Operating Unreferenced: This is the default. In the Options menu make sure the item Disable Spectrum Reference is checked, and begin the simulation. All frequencies will be measured from the right end of the spectrum at 0 Hz/ppm. The disadvantage of this mode is that the printed or exported spectra and simulations will not be propely referenced.
Operating Referenced: In the Options menu make sure the item Disable Spectrum Reference is unchecked before starting the simulation by loading the first spectrum. It is important that all spectra in the series be referenced the same way, or else the simulation frequencies and spectrum position will move around in an inconvenient way.
Accuracy of )H* and )S* in a DNMR Experiment
The accuracy of a determination of activation parameters by DNMR is determined by a number of factors. One problem is temperature control, since only under special circumstances can the temperature inside the sample be measured during the actual experiment (see above). The second is signal to noise in the NMR spectra - the errors will be much larger for typical C-13 spectra than for H-1 or F-19 spectra. A third is the chemical shift: a larger chemical shift between the coalescing nuclei will give a larger range of temperatures where accurate rate constants can be measured. Finally there is the problem of fitting the line shapes: the rates are most accurate near coalescence (often +-5%), and become progressively less accurate (+-20% or worse) at lower temperatures, and even more so at temperatures higher than coalescence. It is exactly these high and low temperature rates that most affect Delta H* and Delta S* To get some idea of fitting error, it is instructive to have a different researcher repeat the simulations of a set of spectra and compare the values. The standard deviation of the slope and intercept of the plot used to obtain Delta H* and Delta S* (it is most convenient to use a Delta G vs. T plot) will give you some idea, but this will usually underestimate the errors. We find that for a good experiment these can be +/- 0.2 kcal for Delta H* and +/- 2 eu for Delta S*, or better. We have found that a careful complete redo (new samples, new spectra and simulation) by a different researcher of a variable temperature NMR experiment (these are low temperature C-13 experiments under somewhat difficult conditions) we can reproduce Delta H* to better than 1 kcal and Delta S* to 2 or 3 eu, but one can probably do better with a favorable proton or fluorine experiment because of higher signal to noise.
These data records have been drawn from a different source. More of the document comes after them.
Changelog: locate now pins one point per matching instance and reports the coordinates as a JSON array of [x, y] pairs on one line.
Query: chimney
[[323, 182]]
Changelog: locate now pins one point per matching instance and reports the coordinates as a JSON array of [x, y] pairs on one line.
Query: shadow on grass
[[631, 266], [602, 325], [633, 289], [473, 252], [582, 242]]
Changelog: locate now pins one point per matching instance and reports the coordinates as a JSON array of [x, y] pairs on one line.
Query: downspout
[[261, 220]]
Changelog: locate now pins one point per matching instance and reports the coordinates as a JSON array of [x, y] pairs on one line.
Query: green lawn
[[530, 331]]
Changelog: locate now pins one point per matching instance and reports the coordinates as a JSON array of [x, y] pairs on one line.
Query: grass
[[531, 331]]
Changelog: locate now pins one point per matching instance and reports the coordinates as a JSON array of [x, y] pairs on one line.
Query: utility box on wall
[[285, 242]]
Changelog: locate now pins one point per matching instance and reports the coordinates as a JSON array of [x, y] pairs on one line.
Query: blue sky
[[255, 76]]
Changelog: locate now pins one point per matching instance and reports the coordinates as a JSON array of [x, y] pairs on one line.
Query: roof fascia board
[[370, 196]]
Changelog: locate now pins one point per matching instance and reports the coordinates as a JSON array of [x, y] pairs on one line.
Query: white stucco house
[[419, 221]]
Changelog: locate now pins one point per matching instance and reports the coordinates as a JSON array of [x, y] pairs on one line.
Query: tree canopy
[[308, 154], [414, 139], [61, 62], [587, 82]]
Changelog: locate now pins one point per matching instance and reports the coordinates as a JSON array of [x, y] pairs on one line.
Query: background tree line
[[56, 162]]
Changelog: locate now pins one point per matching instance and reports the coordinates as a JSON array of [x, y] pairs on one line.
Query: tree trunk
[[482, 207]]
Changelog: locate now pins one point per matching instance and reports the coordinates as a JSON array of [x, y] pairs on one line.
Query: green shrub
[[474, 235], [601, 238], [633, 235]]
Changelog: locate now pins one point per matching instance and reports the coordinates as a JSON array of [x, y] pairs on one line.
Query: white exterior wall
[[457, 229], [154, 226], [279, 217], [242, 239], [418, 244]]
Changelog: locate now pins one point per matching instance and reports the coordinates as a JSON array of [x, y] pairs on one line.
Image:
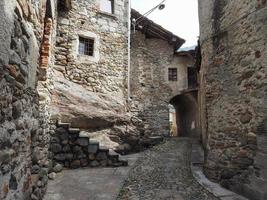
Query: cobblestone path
[[164, 173]]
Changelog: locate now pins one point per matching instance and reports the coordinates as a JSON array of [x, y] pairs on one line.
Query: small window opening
[[86, 46], [172, 74], [107, 6], [192, 77]]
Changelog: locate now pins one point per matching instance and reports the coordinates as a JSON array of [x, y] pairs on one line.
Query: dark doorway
[[186, 110]]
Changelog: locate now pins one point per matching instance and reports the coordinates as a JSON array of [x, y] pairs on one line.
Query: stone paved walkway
[[89, 184], [164, 173]]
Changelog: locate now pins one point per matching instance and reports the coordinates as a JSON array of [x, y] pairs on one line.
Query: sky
[[179, 16]]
Here is what I consider a good experiment for estimation of Delta H* and DeltaS*:
1. Measure sample temperature for each spectrum of the experiment, before and after (or better, during) the acquisition.
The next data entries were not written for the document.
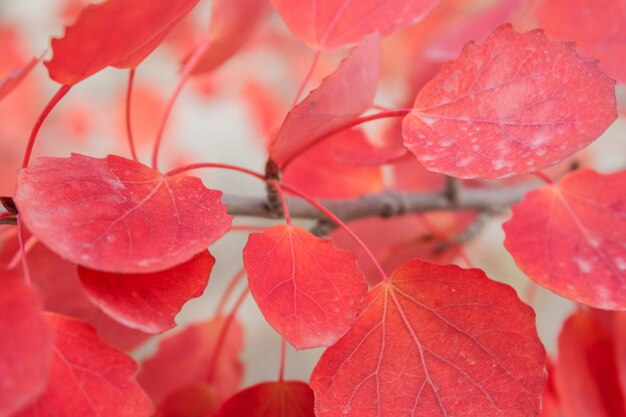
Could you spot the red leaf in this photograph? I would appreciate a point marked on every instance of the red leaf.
(183, 360)
(88, 378)
(435, 341)
(515, 104)
(341, 98)
(119, 33)
(598, 27)
(306, 288)
(320, 172)
(568, 237)
(586, 373)
(14, 79)
(148, 302)
(328, 24)
(26, 346)
(117, 215)
(233, 22)
(270, 399)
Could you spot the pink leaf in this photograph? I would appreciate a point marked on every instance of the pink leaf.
(328, 24)
(270, 399)
(515, 104)
(306, 288)
(119, 33)
(88, 378)
(148, 302)
(26, 347)
(568, 237)
(117, 215)
(341, 98)
(435, 341)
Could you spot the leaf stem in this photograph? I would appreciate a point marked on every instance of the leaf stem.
(129, 130)
(221, 338)
(345, 126)
(344, 226)
(215, 165)
(42, 117)
(307, 77)
(187, 70)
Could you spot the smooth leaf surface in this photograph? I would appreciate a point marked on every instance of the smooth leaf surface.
(341, 98)
(307, 289)
(117, 215)
(327, 24)
(14, 79)
(569, 238)
(435, 341)
(26, 348)
(88, 378)
(233, 22)
(148, 302)
(119, 33)
(270, 399)
(598, 27)
(515, 104)
(192, 350)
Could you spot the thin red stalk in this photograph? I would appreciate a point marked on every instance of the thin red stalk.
(20, 237)
(44, 114)
(307, 77)
(344, 226)
(543, 177)
(221, 338)
(215, 165)
(345, 126)
(283, 200)
(129, 129)
(219, 311)
(283, 359)
(187, 70)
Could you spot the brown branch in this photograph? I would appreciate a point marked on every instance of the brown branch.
(386, 204)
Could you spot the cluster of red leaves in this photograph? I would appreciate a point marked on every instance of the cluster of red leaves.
(116, 242)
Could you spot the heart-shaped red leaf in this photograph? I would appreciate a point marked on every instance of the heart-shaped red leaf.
(328, 24)
(26, 347)
(270, 399)
(513, 105)
(148, 302)
(598, 27)
(307, 289)
(341, 98)
(14, 79)
(117, 215)
(88, 378)
(119, 33)
(233, 22)
(435, 341)
(192, 350)
(569, 238)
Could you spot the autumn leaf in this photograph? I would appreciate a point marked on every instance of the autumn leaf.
(117, 215)
(119, 33)
(192, 350)
(598, 27)
(233, 22)
(328, 24)
(341, 98)
(516, 104)
(270, 399)
(434, 341)
(88, 378)
(26, 348)
(148, 302)
(306, 288)
(575, 248)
2. Obtain adequate signal to noise (>20:1)
3. Determine the temperature dependence of the chemical shifts (and/or coupling constants) below coalescence for extrapolation into the region of coalescence and higher where these values cannot be defined by the NMR spectra.
4. During the simulation be very careful with interactive parameters - particularly above coalescence chemical shifts and rates become highly interactive, hence item 3.
5. Careful attention to line width in the absence of exchange. This is especially important for those spectra (high and low temperature region) where the amount of broadening due to exchange is small. In fact, don't attempt to simulate spectra that are broadened by only a few Hz - this cannot be done accurately.
6. Accurate rate data over at least a 30 degree temperature range.